Overview

Dataflow triggers are instructions for the event framework to kick off tasks in response to events that occur in the pipeline.

For example, you can use dataflow triggers to change file permissions after a destination closes a file. Or you might use a dataflow trigger to stop a pipeline after the MySQL Query Consumer origin processes all available data.

The event framework consist of the following components:
event generation
The event framework generates pipeline-related events and stage-related events. The framework generates pipeline events only when the pipeline starts and stops. The framework generates stage events when specific stage-related actions take place. The action that generates an event differs from stage to stage and is related to how the stage processes data.
Events produce event records.
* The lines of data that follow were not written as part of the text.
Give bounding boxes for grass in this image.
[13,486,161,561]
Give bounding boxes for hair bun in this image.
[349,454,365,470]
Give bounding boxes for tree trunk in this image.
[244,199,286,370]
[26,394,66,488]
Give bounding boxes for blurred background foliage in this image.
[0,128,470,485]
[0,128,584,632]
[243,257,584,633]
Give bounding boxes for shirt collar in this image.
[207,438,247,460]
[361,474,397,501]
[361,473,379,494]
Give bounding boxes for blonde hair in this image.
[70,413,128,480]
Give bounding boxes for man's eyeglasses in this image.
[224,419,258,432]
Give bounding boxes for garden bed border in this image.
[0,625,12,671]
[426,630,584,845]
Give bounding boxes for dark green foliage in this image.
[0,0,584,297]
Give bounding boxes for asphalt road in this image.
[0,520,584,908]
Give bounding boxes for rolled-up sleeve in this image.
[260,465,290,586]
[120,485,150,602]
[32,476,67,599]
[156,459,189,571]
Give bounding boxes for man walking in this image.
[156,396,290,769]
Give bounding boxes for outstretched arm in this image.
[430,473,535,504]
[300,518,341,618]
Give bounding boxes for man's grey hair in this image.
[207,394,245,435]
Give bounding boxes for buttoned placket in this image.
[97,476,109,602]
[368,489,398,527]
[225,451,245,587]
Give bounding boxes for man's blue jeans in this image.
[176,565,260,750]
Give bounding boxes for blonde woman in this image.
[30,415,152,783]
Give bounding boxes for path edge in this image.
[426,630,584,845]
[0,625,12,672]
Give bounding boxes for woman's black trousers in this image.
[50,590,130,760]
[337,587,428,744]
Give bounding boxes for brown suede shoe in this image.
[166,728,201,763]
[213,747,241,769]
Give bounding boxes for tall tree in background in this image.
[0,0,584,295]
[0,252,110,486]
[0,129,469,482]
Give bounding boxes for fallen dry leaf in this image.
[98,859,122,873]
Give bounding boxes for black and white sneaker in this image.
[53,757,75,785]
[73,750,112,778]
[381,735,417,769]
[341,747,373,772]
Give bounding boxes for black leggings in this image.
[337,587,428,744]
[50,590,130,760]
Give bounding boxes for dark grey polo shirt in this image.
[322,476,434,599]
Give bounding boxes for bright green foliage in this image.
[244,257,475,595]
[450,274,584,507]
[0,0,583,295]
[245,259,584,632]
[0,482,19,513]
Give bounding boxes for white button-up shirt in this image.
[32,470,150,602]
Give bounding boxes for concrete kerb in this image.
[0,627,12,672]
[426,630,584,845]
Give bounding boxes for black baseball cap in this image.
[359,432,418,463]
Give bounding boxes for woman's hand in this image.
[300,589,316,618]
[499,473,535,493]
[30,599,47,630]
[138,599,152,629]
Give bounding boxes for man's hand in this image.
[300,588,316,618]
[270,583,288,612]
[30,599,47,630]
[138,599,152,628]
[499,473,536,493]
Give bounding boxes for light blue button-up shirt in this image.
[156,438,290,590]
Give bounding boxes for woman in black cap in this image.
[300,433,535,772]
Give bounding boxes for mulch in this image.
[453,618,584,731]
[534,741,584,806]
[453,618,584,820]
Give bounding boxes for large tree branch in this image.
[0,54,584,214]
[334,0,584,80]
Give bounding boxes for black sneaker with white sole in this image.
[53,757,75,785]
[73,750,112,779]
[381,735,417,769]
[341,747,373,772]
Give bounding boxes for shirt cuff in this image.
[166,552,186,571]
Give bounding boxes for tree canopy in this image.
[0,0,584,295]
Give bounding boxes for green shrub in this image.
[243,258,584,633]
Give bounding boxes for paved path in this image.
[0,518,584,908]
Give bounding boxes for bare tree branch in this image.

Pipeline-related event records are passed immediately to the specified event consumer. Stage-related event records are passed through the pipeline in an event stream.
task execution
To trigger a task, you need an executor. Executor stages perform tasks in external systems or in StreamSets Cloud. Each time an executor receives an event, it performs the specified task.
For example, the Amazon S3 executor performs tasks in Amazon S3 each time it receives an event, and the Azure Data Lake Storage Gen2 executor performs tasks in Azure Data Lake Storage Gen2 each time it receives an event. Within StreamSets Cloud, the Pipeline Finisher executor stops a pipeline upon receiving an event, transitioning the pipeline to a Finished state.
event storage
To store event information, pass the event to a destination. The destination writes the event records to the destination system, just like any other data.
For example, you might store event records to keep an audit trail of the files that the pipeline origin reads.